Comment j'ai réduit ma facture d'électricité avec mes habitudes de lavage

Facture d'électricité et carnet de suivi des habitudes de lavage posés sur une table de cuisine, astuce économies d'énergie et entretien du linge.

Les rayons promotions du Super U de Chenôve étaient déjà vides quand j'ai fini par pousser mon chariot jusqu'au fond du magasin. Trop tard, une fois de plus, l'affichage tombe en général vers 19h et je sors du dépôt trop tard pour l'attraper. Rentré chez moi les mains presque vides ce soir-là, j'ai ressorti la pochette plastique où s'entassent nos relevés de factures et je me suis dit qu'il était temps d'arrêter de courir après les promos pour regarder plutôt ce qui plombait le compteur à la maison.

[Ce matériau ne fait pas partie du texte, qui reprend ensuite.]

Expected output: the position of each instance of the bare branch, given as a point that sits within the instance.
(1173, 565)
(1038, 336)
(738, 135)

Les économies d'énergie, chez nous, ça a commencé sur cette table de cuisine, avec un poste qu'on regarde rarement : l'entretien du linge et tout ce qui tourne autour du lave-linge.

Petite précision avant d'aller plus loin : certains liens de cet article sont affiliés, et si vous achetez via l'un d'eux je touche une petite commission sans que votre prix change. Ce que je décris ici, c'est ce que j'ai vraiment testé, et parfois raté, dans ma propre buanderie — pas un discours tout prêt sorti d'une brochure.

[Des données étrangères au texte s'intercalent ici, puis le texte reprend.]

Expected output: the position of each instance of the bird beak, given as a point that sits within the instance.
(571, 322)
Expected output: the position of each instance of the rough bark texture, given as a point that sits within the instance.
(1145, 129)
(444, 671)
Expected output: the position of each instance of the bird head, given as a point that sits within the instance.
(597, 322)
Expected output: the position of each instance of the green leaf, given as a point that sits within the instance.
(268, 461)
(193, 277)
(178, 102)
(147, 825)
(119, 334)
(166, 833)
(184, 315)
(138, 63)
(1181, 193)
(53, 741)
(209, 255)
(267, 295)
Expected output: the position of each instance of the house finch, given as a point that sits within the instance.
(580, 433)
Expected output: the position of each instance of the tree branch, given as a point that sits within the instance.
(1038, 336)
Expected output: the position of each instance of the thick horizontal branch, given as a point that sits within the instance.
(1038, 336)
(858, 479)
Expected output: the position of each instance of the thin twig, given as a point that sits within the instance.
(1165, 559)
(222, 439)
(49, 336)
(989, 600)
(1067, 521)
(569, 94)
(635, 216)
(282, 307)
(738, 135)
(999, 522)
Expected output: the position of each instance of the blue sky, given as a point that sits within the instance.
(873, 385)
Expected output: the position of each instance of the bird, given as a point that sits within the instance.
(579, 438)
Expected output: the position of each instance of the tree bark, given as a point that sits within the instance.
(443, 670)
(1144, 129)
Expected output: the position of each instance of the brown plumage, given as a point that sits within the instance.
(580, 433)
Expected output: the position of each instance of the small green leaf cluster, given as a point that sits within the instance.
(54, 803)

Avant de m'attaquer au lave-linge, j'avais tenté plus simple : baisser le thermostat du chauffage de deux degrés, en pensant que ça suffirait tout seul. Ça n'a rien changé de concret, parce que je n'avais rien changé d'autre autour — on gardait les mêmes réflexes, la même fenêtre entrouverte le matin, le même radiateur poussé à fond dès qu'on avait un peu froid. Le chiffre sur le cadran avait bougé, pas nos habitudes, et la facture suivante l'a confirmé sans détour.

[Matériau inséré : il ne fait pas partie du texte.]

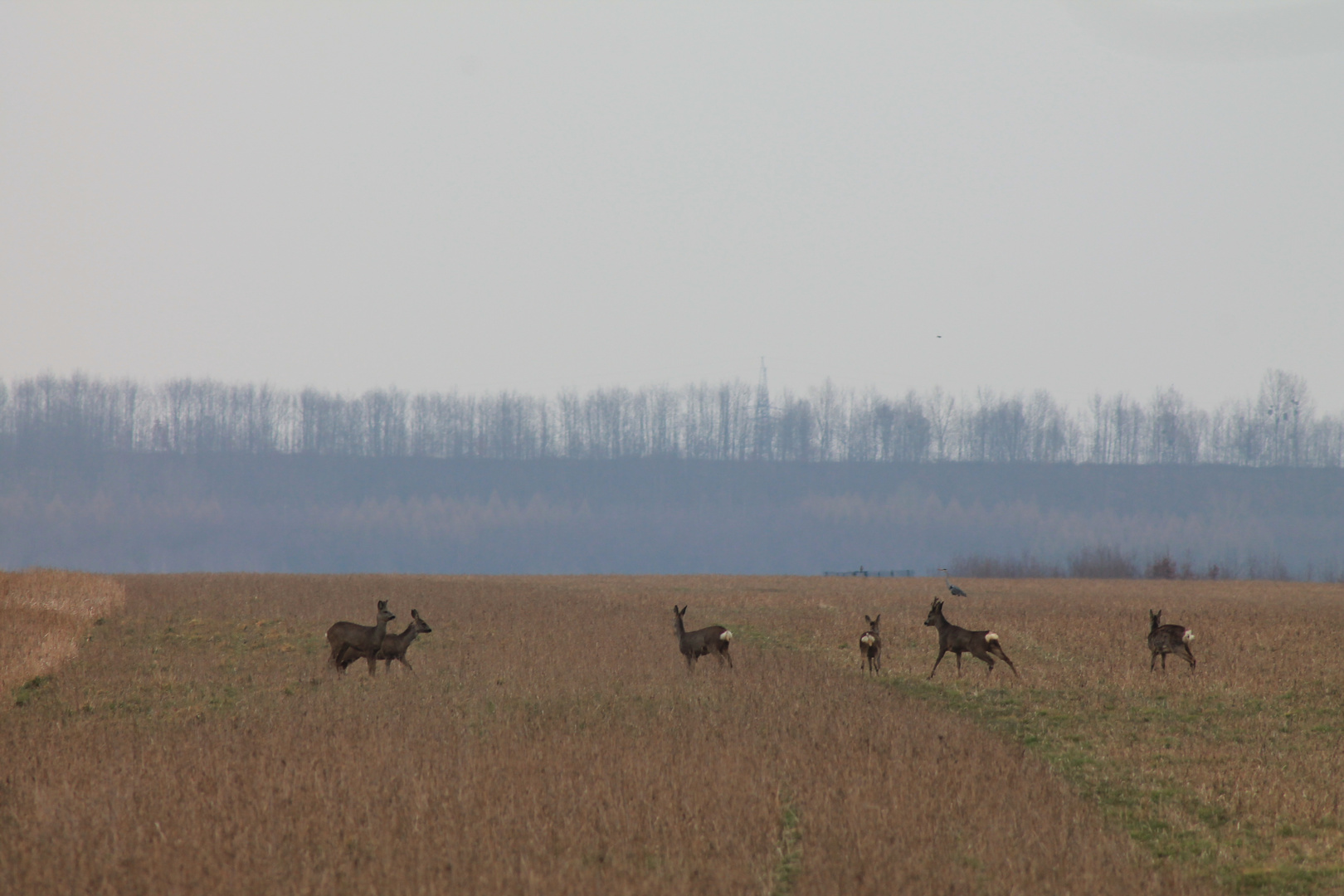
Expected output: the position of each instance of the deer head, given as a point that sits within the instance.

J'ai traité mon lave-linge comme un poids lourd à moitié plein

Au dépôt où je gère les plannings, personne n'enverrait un semi-remorque à moitié vide traverser la France pour une seule caisse manquante. À la maison, c'est pourtant exactement ce qu'on faisait avec le lave-linge : une demi-charge lancée parce qu'il fallait un jean précis ou une chemise propre pour le lendemain matin.

J'ai sorti le carnet à spirale qui traîne en permanence sur la table, celle dont le formica a jauni avec les années, et j'ai commencé à noter chaque cycle : durée, température, jour de la semaine. L'idée reçue, c'est qu'il faut de l'eau chaude pour que ce soit vraiment propre, un réflexe hérité de l'époque de nos parents. En réalité, chauffer l'eau représente l'essentiel de la consommation électrique d'une machine, et si vous cherchez à adopter des habitudes simples pour économiser au quotidien sans effort, ce bouton de température est un bon point de départ.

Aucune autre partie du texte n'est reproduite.